No sustituyas el primer control por los siguientes. Un revisor puede pasar por alto un objetivo incorrecto. Una restricción de cuenta puede contener un privilegio no detectado. Un registro explica el daño después de los hechos. Fijar la identidad del host evita una clase de errores de conexión antes de que la cuenta remota entre en escena.

## La rotación de claves de host necesita un procedimiento de cambio, no un botón de excepción

Las claves de host cambian por motivos legítimos: se reconstruye una máquina, se reemplaza una imagen, se retira un algoritmo o un operador rota las credenciales tras sospechar una exposición. Trata esos eventos como cambios de identidad planificados y respaldados por pruebas, no como diálogos de advertencia que deben descartarse.

La persona responsable del host debe obtener la nueva clave pública de host desde la consola de la máquina o desde otra vía de gestión autenticada. Debe publicar la nueva entrada en el archivo controlado de hosts conocidos, registrar el motivo del cambio y retirar la entrada antigua solo después de que el cambio se complete correctamente. Si la máquina debe mantener el servicio durante la transición, OpenSSH puede almacenar más de una clave de host aceptada para el mismo nombre. Así, los clientes pueden aceptar las identidades antigua y nueva durante un periodo definido.

Mantén el registro de rotación breve pero específico: nombre de host, dirección si es relevante, huella anterior, huella nueva, motivo, verificador y vencimiento de cualquier periodo con dos claves. Un ticket que diga «SSH cambiado» no basta para distinguir un trabajo planificado de alguien que intenta enseñar a los clientes a confiar en un impostor.

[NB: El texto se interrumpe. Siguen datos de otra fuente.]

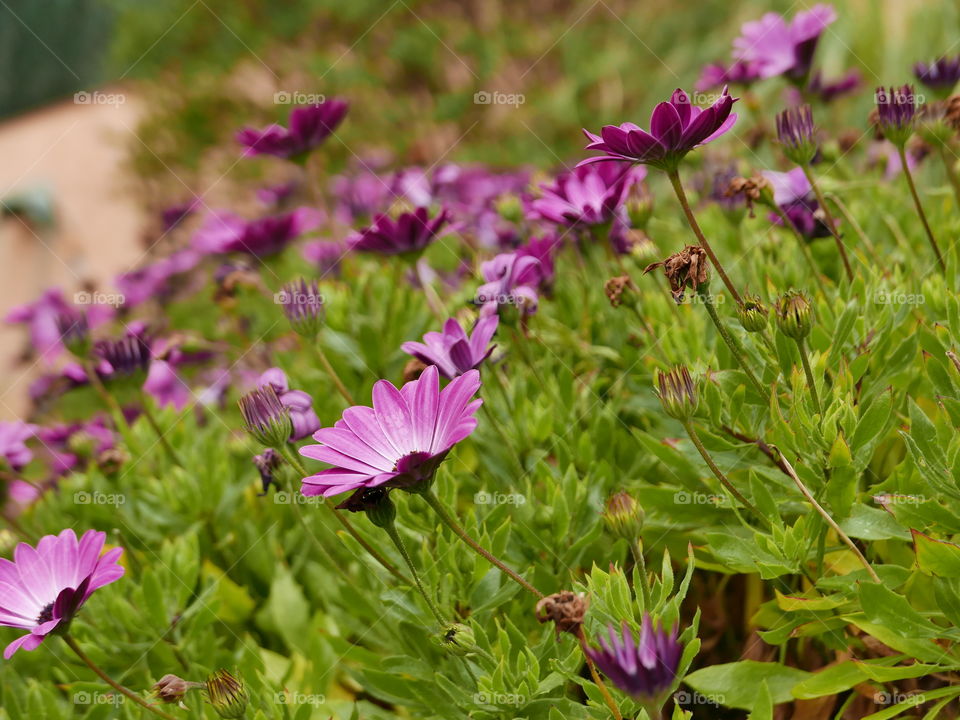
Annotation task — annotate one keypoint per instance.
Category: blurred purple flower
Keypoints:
(44, 587)
(299, 403)
(400, 441)
(309, 127)
(224, 232)
(676, 128)
(452, 351)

Nunca ordenes al agente ejecutar `ssh-keygen -R hostname` y volver a conectarse automáticamente. Eliminar el registro antiguo borra la señal de discrepancia antes de que alguien haya establecido por qué apareció. Un operador puede usar ese comando después de verificar la situación como parte de una actualización revisada, pero no debe formar parte de la lógica de recuperación de un flujo del agente.

## Los registros de auditoría deben permitir reconstruir la decisión

Después de que una acción SSH falle o te sorprenda, el registro útil responde a cuatro preguntas: qué proceso del agente la solicitó, qué identidad la aprobó, qué conexión y comando exactos se usaron y qué resultado devolvió. «El agente desplegó el servicio» no responde a ninguna.

Mantén los registros de sesión separados de los registros de llamadas individuales. Una sesión identifica la ejecución del agente y permite a un operador revocar su permiso cuando empieza a comportarse mal. Un registro de llamada individual captura el alias del host, la cuenta, la hora, el resultado de la aprobación, el comando y la salida o el error. La distinción importa cuando una ejecución del agente realiza cien lecturas seguras y después una escritura insegura.

Protege los registros frente al agente que generó la solicitud. Si un agente puede editar el registro después de un comando remoto, el registro de auditoría es un diario, no una prueba. El almacenamiento de solo adición con verificación de integridad es un mínimo práctico. Evita también poner secretos en comandos o argumentos, porque un buen registro de auditoría conservará exactamente aquello que le pidas conservar.

Sallyport proyecta los diarios de sesión y actividad desde un registro de auditoría cifrado, encadenado mediante hashes y ciego a la escritura; `sp audit verify` puede verificar la cadena sin conexión y sin una clave del almacén. Usa ese tipo de evidencia para investigar una excepción, pero diseña la fijación de hosts, las restricciones de cuentas y el texto de aprobación antes de que un incidente te dé motivos para leerla.

El primer cambio operativo que conviene hacer es sencillo: encuentra todas las configuraciones SSH de agentes que acepten un host desconocido, sustituye ese comportamiento por un archivo de hosts fijado y prueba la configuración efectiva con `ssh -G`. Encontrarás alias obsoletos, reglas comodín accidentales y cuentas con mucha más autoridad de la que exige su función. Esas son las conexiones que conviene corregir antes de que el agente sea más rápido.